If you're not sure how much you're earning on your savings (and Google can't tell you), call your bank or check online to find out your interest rate. If you can get a substantially higher rate elsewhere, it's worth making the move. It takes just a few minutes to open a high-yield savings account online.

2. Not planning for seasonal expenses

The average American racked up over $1,300 of debt during the 2019 holiday season, a sum that could take years to pay off if you're paying only the minimum balance on your credit cards. It's tough to cut out this spending, though - giving gifts and traveling to see friends and family is a joy we all look forward to.


Instead, start planning now for seasonal or major one-time expenses so you can happily spend the money you've saved when the time comes.

Certified financial planner Lynn Ballou recommends an easy strategy: Start by reviewing your spending in these categories for the past two to three years. Look at holiday spending, how much you typically shell out for friends' weddings, property taxes or insurance premiums you pay once or twice a year, and any other major one-time expenses. 

Once you know how much these things typically cost, Ballou says, "Review how you feel about how much you are spending and take this opportunity to think about what you'd like to limit your spending to and be sure it fits in your budget."

You may find you overspent on wedding-guest outfits or dinners out while you were home for the holidays. See if there's anywhere you can cut back and commit to making those changes.

Next, divide up those costs based on how often you get paid and how many paychecks you'll receive before that bill comes due, then save that amount of money from every paycheck in a special high-yield savings account designated specifically for that seasonal expense. When the expense comes up, you'll be ready for it.


3. Making only the minimum required payment on your credit card

Making a monthly payment on your credit card feels responsible, and it is. You should never miss a credit card payment. But paying only the minimum required amount (if you're able to pay more) is terrible for your wallet.

According to The Balance, if you made only the minimum payment on a credit card with a $5,000 balance, it would take 30 years and more than $21,000 in finance charges to get out of debt (assuming the card has an interest rate of about 21%, which is not uncommon).

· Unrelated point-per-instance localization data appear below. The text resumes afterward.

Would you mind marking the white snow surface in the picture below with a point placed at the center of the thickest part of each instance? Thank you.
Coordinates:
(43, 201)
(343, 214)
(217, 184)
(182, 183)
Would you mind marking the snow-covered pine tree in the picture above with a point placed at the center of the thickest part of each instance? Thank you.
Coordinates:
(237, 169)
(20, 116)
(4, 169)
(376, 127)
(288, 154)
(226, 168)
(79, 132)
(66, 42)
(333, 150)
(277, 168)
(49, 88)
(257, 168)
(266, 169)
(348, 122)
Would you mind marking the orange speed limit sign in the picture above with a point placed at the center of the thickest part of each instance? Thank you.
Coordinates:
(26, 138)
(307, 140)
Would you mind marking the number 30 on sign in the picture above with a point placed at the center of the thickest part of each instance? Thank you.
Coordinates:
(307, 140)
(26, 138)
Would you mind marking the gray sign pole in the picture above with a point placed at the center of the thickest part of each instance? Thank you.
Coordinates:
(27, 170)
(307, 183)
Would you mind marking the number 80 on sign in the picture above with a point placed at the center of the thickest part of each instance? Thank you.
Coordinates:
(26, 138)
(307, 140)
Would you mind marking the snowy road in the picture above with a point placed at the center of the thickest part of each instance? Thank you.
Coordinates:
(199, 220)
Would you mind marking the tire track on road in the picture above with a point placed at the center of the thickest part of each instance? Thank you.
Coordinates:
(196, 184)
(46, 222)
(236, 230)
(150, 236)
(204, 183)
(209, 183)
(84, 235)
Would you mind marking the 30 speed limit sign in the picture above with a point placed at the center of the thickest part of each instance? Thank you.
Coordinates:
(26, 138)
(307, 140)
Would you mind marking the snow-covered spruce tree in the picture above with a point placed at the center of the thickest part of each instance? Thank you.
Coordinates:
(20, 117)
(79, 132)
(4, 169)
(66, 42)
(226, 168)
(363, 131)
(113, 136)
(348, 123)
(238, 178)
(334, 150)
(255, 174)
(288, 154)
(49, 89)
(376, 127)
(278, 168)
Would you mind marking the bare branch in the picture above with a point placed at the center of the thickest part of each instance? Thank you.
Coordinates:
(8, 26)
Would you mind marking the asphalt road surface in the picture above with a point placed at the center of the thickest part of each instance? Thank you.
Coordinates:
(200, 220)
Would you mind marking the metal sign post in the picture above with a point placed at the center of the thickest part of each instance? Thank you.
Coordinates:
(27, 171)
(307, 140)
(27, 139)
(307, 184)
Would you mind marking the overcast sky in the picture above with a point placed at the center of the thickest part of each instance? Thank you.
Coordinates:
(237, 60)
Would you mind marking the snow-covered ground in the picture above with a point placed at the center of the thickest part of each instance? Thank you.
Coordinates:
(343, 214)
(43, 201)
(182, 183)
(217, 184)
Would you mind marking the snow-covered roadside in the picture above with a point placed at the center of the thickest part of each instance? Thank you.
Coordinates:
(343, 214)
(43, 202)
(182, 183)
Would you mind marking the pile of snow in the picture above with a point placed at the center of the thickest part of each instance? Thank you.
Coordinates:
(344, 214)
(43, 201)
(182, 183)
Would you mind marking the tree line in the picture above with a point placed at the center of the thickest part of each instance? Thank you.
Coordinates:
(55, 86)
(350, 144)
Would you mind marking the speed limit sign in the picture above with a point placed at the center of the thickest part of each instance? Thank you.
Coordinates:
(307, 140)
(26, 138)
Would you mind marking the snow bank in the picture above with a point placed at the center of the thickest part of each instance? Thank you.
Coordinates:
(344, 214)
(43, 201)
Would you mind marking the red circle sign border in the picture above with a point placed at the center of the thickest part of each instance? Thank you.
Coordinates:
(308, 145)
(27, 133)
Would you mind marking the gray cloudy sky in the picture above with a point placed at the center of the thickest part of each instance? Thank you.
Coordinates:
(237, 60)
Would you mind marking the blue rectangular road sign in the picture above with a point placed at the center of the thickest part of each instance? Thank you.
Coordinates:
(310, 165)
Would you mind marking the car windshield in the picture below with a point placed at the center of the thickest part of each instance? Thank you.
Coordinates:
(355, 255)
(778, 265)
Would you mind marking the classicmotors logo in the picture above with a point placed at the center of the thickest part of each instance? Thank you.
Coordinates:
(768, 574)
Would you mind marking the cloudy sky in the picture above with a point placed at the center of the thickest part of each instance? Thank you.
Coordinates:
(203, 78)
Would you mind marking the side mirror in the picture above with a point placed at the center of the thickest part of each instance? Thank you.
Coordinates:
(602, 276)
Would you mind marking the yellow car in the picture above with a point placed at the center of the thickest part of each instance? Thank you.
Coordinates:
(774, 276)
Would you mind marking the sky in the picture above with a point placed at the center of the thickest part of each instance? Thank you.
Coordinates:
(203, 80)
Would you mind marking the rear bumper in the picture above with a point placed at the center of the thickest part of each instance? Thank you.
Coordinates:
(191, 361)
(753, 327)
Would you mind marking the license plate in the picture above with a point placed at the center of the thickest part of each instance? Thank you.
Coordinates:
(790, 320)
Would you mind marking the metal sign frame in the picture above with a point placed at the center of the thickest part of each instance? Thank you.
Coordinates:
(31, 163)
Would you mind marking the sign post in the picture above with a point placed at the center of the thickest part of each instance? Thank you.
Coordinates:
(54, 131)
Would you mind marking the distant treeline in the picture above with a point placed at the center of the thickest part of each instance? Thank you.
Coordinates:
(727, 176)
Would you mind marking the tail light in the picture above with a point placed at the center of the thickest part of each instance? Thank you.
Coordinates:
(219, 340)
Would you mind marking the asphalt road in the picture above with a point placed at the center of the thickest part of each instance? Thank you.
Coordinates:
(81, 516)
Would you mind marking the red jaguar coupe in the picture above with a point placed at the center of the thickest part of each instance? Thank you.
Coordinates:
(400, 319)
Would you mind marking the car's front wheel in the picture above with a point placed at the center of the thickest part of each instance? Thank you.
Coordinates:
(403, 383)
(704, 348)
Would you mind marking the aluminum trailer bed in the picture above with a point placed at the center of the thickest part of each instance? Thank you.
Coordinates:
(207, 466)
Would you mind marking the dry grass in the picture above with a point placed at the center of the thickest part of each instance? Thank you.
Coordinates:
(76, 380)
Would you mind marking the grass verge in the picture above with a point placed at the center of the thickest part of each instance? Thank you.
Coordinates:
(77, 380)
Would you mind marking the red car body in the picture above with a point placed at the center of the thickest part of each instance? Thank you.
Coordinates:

That's ... a nightmare!

If you can pay more than the minimum on your credit card, even if you have to sacrifice putting money into your savings account for a short while, you'll get out of debt faster and save yourself a ton of money on interest.

4. Not getting the full 401(k) match from your employer

If your employer offers a 401(k) match - meaning they will contribute up to a certain percentage to your 401(k) to "match" your own contributions - you would be wise to contribute at least as much as they're willing to put forth.

If your company is willing to contribute up to 3% of your salary, for example, you should contribute at least 3% to get the full match. Otherwise, you're leaving money on the table. If you put up just 2%, your employer will do the same - so don't cheat your future self out of that extra cash.


5. Not making (and sticking to) a budget

If you've never made a budget before, doing it for the first time can feel intimidating. Do you really want to know how much you spend on lunches during the week? Or would you rather keep your head in the sand? The best thing to do for your bank account is get a handle on your income and spending, no matter how cringe-worthy the latter may be.

Start by tracking your spending for a month or two: It may be annoying, but writing down every purchase you make (from gas to your phone bill to a haircut) will give you a clear idea of how much cash is going out. A budgeting app can help you with this.

Once you have a sense of your spending, divide your expenses into buckets and see where you can make cuts. Things like rent and utility bills are fixed expenses, but spending on meals out, entertainment, and even groceries (to a certain extent) can be trimmed. Give each category a limit that allows you to live within your means and funnel some money into your savings - then try to stick to those limits.

Says Ballou, "Creating budgets and living within them allows us to be safe in our financial lives."